Rangarjan Mohan Kumaramangalam

A few days ago , Mylapore’s very own auditor and Editor of Thuglak, Mr. Gurumurthy, had written in these columns of the untold benefits of the great indian circus that was demonetisation. His intentions while undoubtable, his facts seemed to be drawn from a post-truth world. This article intends to set the record straight on a number of these facts and also iterate some fundamentals of economics that the erudite auditor seems to have forgotten.

Local politics, not national policies

In his article, Mr. Gurumurthy seems to confuse electoral wins in the local body elections of BJP run states with the public’s ringing endorsement for demonetisation. This reminds me of the central government’s own comical attempts to show public support for their scheme by publishing results of a biased survey to a skewed sample of mobile app users. The correlation between national policy and the results of local body elections in any state is non-existent at best. In a similar vein, Mr. Gurumurthy only mentions assembly election victories in states where the Congress party and/or its alliance partners faced anti incumbency. I cannot find fault with him for mentioning Goa and Manipur though. They are probably the only states where demonetisation had a positive impact on interested parties who were remonetised in a successful bid to form government.
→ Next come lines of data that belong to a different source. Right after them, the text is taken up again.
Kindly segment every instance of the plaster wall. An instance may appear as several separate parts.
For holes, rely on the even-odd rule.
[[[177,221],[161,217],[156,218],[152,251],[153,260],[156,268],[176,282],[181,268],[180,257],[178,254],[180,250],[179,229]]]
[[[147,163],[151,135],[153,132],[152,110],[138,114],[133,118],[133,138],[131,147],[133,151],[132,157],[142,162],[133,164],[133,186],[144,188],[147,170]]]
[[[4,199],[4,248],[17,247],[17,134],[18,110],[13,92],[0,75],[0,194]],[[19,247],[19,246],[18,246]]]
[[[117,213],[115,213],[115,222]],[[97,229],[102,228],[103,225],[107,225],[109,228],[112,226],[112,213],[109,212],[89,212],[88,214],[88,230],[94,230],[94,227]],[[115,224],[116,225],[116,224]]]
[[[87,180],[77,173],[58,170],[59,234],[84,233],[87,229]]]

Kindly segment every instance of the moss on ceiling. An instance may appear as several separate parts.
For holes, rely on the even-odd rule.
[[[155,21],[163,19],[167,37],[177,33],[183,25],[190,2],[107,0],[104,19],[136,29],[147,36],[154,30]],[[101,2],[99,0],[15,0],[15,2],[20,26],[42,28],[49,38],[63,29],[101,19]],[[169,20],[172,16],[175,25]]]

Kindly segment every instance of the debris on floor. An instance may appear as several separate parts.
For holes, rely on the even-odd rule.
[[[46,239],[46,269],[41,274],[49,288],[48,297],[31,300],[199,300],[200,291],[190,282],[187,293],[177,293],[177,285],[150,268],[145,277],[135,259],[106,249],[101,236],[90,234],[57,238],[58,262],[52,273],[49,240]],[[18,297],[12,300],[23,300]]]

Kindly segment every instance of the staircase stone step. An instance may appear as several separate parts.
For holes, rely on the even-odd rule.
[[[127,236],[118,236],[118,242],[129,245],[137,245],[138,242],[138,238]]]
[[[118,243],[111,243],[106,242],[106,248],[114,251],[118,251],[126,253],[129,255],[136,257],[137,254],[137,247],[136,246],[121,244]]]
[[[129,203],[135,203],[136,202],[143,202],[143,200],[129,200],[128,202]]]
Real Estate, Gold and Stocks

The crux of Mr. Gurumurthy’s argument on the benefits of demonetisation is that the wide distribution of high value currency is the driving force behind the unreasonable inflation in the Indian consumer’s basket of staple assets. These assets are gold, real estate and stocks. First, it is important to realise that it is not the denomination of a currency that determines inflation but rather the increase or decrease in the money supply, of which only a small portion is in the form of currency. Second, the valuation of each of the aforementioned assets is in no way connected to the presence of high value notes. Real estate price inflation is largely dependent upon demand and supply.

The phenomenal growth in personal income during 2004-2014 lead to excess demand over supply leading to increase of prices. In fact, real estate prices began to collapse in India from 2014 when personal income had started to decline and the real estate sector’s euphoria had created an oversupply.

Similarly, gold prices are determined internationally. The steady increase in the price of gold was due to quantitative easing in the developed world, where investors flocked to inflation protection assets. A steady depreciation of the rupee meant that the price of the gold did not fall in India while it corrected worldwide. As far as stocks go, I am not sure how the stock market relates to high value notes when most of the volume is driven through digital transactions. Had the government chosen to ban or curb participatory notes, the impact on the market would be far more profound.